Visualizing Locke and Mill: a tidytext analysis

[This article was first published on Artful Analytics, and kindly contributed to R-bloggers]. (You can report issue about the content on this page here)
Want to share your content on R-bloggers? click here if you have a blog, or here if you don't.

Introduction

In this post, I will perform a text mining analysis of two important philosophical works on the topic of individual liberty: John Locke’s Second Treatise of Governement and John Stuart Mill’s On Liberty.

I will rely mainly on the tidytext package, as described in the book Text Mining with R: A Tidy Approach written by Julia Silge and David Robinson. My focus will be on comparing word frequencies to understand the degree to which word usage correlates between Locke and Mill.

A brief excursion into political philosophy

Second Treatise of Government was published in 1690, while On Liberty was published 1859. Both of these highly influential works are ostensibly about individual freedom. However, they are nonetheless different in important ways.

First, while Second Treatise is predominantly about civil liberty, or freedom from tyrannical forms of government that infringe upon individual rights to life, liberty, and property, On Liberty mainly focuses on personal liberty, i.e., freedom of speech/thought and social non-conformity.

Second, the two authors differed fundamentally in their view of natural rights.The background research for this section is based on Modules 2 and 8 from the Cato Institute’s Home Study Course Locke argued that natural law gives all people universal and unalienable rights of self-ownership and self-determination, and that the purpose of government is to protect these rights. Mill on the other hand, being a disciple of Jeremy Bentham, did not believe in the logical existence of natural rights, and therefore made his defense of individual liberty from the standpoint of utilitarianism, or the greatest happiness for the greatest number.

Based on these differences, you might expect word usage to differ somewhat between Second Treatise and On Liberty. Let’s use R to take a look!

Tidytext in action

Project Gutenberg has both Second Treatise of Government and On Liberty in its free digital archives. I used the gutenbergr package developed by David Robinson to download the works.
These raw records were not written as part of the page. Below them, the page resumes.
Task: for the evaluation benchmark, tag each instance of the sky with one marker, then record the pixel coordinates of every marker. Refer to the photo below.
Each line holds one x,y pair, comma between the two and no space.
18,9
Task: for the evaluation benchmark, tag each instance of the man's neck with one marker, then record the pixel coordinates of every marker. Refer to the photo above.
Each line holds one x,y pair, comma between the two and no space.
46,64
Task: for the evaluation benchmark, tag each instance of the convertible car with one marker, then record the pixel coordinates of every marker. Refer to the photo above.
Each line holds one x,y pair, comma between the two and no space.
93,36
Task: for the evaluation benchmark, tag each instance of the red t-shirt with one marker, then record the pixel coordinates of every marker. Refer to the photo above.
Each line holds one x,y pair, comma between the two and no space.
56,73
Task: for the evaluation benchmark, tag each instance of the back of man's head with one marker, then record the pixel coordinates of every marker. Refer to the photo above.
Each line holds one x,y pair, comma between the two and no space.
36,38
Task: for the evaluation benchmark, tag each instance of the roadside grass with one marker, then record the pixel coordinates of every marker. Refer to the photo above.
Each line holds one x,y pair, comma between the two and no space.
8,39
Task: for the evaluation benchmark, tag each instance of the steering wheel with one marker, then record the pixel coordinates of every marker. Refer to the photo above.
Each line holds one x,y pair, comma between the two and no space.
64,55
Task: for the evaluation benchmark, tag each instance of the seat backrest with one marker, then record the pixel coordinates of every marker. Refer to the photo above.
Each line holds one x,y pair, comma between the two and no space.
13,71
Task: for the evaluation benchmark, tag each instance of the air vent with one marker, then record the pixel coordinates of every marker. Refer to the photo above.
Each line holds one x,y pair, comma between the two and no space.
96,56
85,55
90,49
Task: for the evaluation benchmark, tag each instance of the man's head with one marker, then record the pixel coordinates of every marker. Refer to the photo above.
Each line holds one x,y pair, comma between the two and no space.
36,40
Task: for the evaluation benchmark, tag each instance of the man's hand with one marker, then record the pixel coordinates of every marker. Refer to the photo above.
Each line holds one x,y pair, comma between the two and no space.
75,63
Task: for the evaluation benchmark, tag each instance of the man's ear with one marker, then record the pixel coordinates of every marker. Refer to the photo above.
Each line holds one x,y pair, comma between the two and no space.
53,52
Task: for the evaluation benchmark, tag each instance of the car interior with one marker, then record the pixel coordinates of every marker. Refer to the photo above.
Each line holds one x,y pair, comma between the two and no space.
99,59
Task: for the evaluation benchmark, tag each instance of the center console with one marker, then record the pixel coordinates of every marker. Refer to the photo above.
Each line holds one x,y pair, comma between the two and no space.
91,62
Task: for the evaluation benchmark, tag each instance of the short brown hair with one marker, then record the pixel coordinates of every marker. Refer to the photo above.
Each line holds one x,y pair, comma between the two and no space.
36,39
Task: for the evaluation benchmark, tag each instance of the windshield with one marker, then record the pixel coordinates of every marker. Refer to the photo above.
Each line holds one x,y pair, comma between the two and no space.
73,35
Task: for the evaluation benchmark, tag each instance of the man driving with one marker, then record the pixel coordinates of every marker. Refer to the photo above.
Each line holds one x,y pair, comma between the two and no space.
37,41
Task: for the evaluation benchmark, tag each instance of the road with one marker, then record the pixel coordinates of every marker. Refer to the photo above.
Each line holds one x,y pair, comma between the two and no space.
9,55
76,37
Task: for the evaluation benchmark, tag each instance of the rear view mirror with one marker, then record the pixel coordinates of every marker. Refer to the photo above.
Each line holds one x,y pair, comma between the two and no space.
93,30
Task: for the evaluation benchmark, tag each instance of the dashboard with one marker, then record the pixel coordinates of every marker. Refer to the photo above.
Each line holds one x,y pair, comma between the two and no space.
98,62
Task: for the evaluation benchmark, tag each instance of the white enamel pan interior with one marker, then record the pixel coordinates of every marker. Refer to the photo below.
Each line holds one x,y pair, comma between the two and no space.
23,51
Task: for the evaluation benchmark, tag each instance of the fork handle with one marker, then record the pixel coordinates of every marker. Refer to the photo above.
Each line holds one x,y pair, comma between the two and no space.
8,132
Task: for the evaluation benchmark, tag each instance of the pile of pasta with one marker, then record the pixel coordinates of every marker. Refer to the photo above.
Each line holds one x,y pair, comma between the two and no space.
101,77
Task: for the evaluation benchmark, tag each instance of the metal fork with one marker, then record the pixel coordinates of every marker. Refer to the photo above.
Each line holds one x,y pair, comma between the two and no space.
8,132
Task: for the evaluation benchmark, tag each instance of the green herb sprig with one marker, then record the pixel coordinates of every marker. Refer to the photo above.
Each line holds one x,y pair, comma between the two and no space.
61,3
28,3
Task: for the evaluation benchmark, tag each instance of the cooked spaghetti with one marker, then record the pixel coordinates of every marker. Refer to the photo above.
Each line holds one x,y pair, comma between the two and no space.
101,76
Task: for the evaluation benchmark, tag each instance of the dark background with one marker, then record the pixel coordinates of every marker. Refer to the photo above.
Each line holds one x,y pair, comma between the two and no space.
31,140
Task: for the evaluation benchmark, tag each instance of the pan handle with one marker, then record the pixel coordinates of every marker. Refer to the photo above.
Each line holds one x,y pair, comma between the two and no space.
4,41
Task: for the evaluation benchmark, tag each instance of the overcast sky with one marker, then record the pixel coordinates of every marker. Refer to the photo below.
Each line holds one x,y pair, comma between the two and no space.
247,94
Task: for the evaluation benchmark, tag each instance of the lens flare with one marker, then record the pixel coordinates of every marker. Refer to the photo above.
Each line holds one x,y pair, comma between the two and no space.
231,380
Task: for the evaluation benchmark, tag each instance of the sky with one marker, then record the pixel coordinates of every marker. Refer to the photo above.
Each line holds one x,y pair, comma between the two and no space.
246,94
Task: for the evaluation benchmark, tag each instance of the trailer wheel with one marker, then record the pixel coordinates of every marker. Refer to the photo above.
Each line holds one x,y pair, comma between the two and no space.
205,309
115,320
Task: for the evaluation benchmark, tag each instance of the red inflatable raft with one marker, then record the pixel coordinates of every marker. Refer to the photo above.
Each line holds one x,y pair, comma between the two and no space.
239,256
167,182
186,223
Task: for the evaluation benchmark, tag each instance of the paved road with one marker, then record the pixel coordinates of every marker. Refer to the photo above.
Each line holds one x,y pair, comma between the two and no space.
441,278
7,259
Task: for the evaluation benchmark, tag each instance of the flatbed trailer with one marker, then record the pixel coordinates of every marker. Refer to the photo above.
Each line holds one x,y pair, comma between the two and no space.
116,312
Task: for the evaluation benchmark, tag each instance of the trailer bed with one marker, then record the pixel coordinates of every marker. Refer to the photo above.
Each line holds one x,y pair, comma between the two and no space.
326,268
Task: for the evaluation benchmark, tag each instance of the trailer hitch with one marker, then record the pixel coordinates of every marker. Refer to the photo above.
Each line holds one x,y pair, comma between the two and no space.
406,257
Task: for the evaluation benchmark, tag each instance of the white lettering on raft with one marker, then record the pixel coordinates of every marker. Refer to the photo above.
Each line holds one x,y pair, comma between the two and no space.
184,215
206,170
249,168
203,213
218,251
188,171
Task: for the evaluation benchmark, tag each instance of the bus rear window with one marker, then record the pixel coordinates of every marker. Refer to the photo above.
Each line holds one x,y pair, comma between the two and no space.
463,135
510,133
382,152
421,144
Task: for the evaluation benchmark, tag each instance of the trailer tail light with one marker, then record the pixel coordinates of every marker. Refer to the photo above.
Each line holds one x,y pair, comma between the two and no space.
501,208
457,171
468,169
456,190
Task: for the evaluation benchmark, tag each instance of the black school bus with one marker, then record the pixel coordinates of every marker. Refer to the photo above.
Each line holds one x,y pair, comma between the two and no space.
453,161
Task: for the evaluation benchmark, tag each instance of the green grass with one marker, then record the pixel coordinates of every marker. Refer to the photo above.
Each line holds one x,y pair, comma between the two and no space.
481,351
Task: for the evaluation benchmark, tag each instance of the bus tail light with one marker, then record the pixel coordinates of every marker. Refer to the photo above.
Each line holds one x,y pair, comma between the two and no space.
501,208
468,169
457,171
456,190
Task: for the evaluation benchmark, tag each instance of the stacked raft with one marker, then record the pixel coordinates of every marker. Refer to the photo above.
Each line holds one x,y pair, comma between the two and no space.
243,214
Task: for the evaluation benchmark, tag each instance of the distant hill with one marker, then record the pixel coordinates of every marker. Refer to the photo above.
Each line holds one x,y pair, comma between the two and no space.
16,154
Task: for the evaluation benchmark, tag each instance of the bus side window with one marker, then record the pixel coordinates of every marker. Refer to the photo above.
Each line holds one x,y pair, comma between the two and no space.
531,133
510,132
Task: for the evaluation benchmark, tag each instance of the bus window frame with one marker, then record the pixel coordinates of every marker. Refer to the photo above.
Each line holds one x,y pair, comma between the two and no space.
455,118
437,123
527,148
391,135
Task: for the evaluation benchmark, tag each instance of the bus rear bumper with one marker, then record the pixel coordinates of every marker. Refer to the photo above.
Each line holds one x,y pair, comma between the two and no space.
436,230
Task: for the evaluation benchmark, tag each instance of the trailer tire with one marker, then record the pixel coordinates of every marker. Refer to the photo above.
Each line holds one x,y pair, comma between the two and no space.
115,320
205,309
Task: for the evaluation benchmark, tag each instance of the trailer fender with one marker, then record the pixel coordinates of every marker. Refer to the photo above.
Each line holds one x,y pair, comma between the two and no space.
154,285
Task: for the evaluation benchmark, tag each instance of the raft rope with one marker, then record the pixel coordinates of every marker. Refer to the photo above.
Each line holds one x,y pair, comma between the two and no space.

# Load packages and set plot theme
library(gutenbergr)
library(tidyverse)
library(tidytext)
library(ggthemr)
ggthemr("dust")

First, I used the metadata file from the gutenbergr package to find the ID numbers for Second Treatise and On Liberty. Once I had these, I was able to download each work using the gutenberg_download function.

Let’s start with Locke.

# Download Second Treatise of Governement
locke <- gutenberg_download(gutenberg_id = 7370)

# Show a selection of text
locke %>% 
  select(text) %>% 
  slice(50:56)

## # A tibble: 7 x 1
##   text                                                                    
##   <chr>                                                                   
## 1 Reader, thou hast here the beginning and end of a discourse concerning  
## 2 government; what fate has otherwise disposed of the papers that should  
## 3 have filled up the middle, and were more than all the rest, it is not   
## 4 worth while to tell thee. These, which remain, I hope are sufficient to 
## 5 establish the throne of our great restorer, our present King William; to
## 6 make good his title, in the consent of the people, which being the only 
## 7 one of all lawful governments, he has more fully and clearly, than any

After we tidy it up with the tidytext package, it looks like this.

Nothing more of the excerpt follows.